Nasci no dia de finados (02/11) e a família (católica) decidiu me registrar no dia de todos os santos (01). Diz a lenda que seria triste para aquele menino fazer festa em dia de visitar cemitério. Bem, nunca usamos o dia para isso, e o efeito prático foi a súmula vinculante que integrou jurisprudências metafísicas e consuetudinárias, garantindo meu direito de comemorar dois dias todos anos.
O que posso dizer sobre os 80 aniversários?
Tive todas as oportunidades possíveis e impossíveis na vida, mais do que mereci e certamente muito mais do que esperava: família, melhores amigos, ótima educação, saúde física, mental e espiritual acima da média.

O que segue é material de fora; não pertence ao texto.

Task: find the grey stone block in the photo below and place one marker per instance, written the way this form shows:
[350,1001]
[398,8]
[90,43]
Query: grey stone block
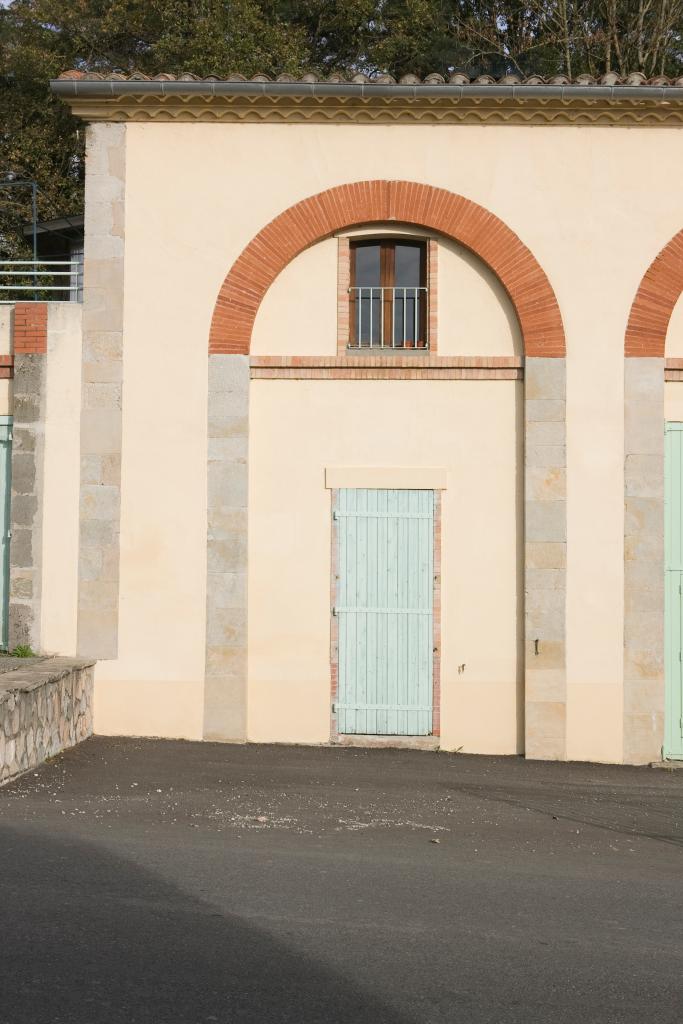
[644,476]
[545,521]
[24,510]
[543,456]
[98,534]
[100,431]
[97,631]
[27,409]
[24,438]
[226,521]
[226,627]
[545,483]
[225,708]
[545,379]
[542,411]
[20,548]
[227,484]
[29,374]
[226,555]
[20,624]
[228,590]
[99,502]
[222,425]
[229,375]
[545,433]
[545,580]
[24,473]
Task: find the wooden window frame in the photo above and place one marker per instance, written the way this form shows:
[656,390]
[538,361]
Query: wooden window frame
[387,278]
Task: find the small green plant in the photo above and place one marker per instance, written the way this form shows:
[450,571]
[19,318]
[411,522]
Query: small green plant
[24,650]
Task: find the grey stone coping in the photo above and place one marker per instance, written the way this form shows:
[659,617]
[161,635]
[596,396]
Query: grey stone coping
[39,672]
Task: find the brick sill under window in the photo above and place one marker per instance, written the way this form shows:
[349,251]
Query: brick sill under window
[409,366]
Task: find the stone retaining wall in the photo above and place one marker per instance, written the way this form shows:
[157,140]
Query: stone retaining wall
[45,707]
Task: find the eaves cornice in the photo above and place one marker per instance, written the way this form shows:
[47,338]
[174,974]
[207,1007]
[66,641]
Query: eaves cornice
[352,102]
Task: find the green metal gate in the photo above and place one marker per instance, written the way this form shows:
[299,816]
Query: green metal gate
[5,498]
[384,607]
[674,590]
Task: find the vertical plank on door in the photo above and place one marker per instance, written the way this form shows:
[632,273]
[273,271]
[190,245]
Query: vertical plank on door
[673,590]
[384,607]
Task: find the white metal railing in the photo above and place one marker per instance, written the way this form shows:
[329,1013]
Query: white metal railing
[56,281]
[389,317]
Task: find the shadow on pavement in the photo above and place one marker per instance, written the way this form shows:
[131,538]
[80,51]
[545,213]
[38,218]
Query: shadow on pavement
[111,942]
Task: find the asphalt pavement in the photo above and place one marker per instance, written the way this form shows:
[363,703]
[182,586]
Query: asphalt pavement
[156,882]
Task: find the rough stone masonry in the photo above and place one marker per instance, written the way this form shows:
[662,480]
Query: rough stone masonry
[45,707]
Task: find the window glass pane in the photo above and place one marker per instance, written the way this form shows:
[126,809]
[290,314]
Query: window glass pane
[408,316]
[368,266]
[408,265]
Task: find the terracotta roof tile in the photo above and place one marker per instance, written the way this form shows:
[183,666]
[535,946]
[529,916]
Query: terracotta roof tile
[458,78]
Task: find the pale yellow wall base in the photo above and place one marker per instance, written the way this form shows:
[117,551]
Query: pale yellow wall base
[127,708]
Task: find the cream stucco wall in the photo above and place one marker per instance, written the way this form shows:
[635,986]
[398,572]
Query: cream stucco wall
[61,478]
[561,189]
[673,395]
[298,429]
[298,315]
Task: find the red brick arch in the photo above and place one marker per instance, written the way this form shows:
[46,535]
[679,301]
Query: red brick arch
[659,291]
[378,202]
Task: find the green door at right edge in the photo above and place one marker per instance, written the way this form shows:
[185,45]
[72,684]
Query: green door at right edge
[673,747]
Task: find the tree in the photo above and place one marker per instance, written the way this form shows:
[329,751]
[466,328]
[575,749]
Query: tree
[41,38]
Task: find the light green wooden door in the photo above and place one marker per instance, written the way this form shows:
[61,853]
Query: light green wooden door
[5,496]
[384,608]
[674,590]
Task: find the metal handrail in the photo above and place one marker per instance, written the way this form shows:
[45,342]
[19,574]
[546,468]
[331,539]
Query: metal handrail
[41,276]
[399,298]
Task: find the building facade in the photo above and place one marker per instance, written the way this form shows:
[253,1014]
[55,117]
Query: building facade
[364,431]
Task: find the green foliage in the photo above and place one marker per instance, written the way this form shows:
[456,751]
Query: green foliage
[24,650]
[41,38]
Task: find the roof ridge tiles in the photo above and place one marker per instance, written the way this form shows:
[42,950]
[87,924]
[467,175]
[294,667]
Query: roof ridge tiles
[609,79]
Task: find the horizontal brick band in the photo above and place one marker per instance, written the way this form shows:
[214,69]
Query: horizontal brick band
[375,373]
[659,291]
[389,361]
[376,202]
[30,331]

Pude escolher, a cada momento da vida, a melhor opção de estudo, trabalho e carreira. Foi e continua sendo um privilégio descomunal.
Fiz a migração (sem traumas) entre duas carreiras — do profissional-liberal-autônomo de 20 anos para o professor-pesquisador de 40. Aprendi, com muita dificuldade, que a vida não é só trabalhar.
Na academia, mantive os pés fincados na realidade, seja via extensionismo, seja pelo diálogo permanente com o mercado dentro e fora de sala de aula. Em retrospectiva, posso afirmar que tenho orgulho do que conquistei na carreira acadêmica.
Entretanto, a principal conquista da maturidade foi identitária. Avancei do marxismo superficial que me atraiu aos 20 e poucos anos para entender que o núcleo do meu incômodo com o mundo é o racismo e toda desigualdade que deriva dele. Demorei uns 30 anos para me entender negro, para corrigir prontamente as pessoas que diziam que eu "nem sou tão negro assim" e para me reconhecer como a única pessoa negra na maior parte dessa sorte toda que descrevi. Em muitas situações, incluindo meu espaço de trabalho, continuo sendo o único.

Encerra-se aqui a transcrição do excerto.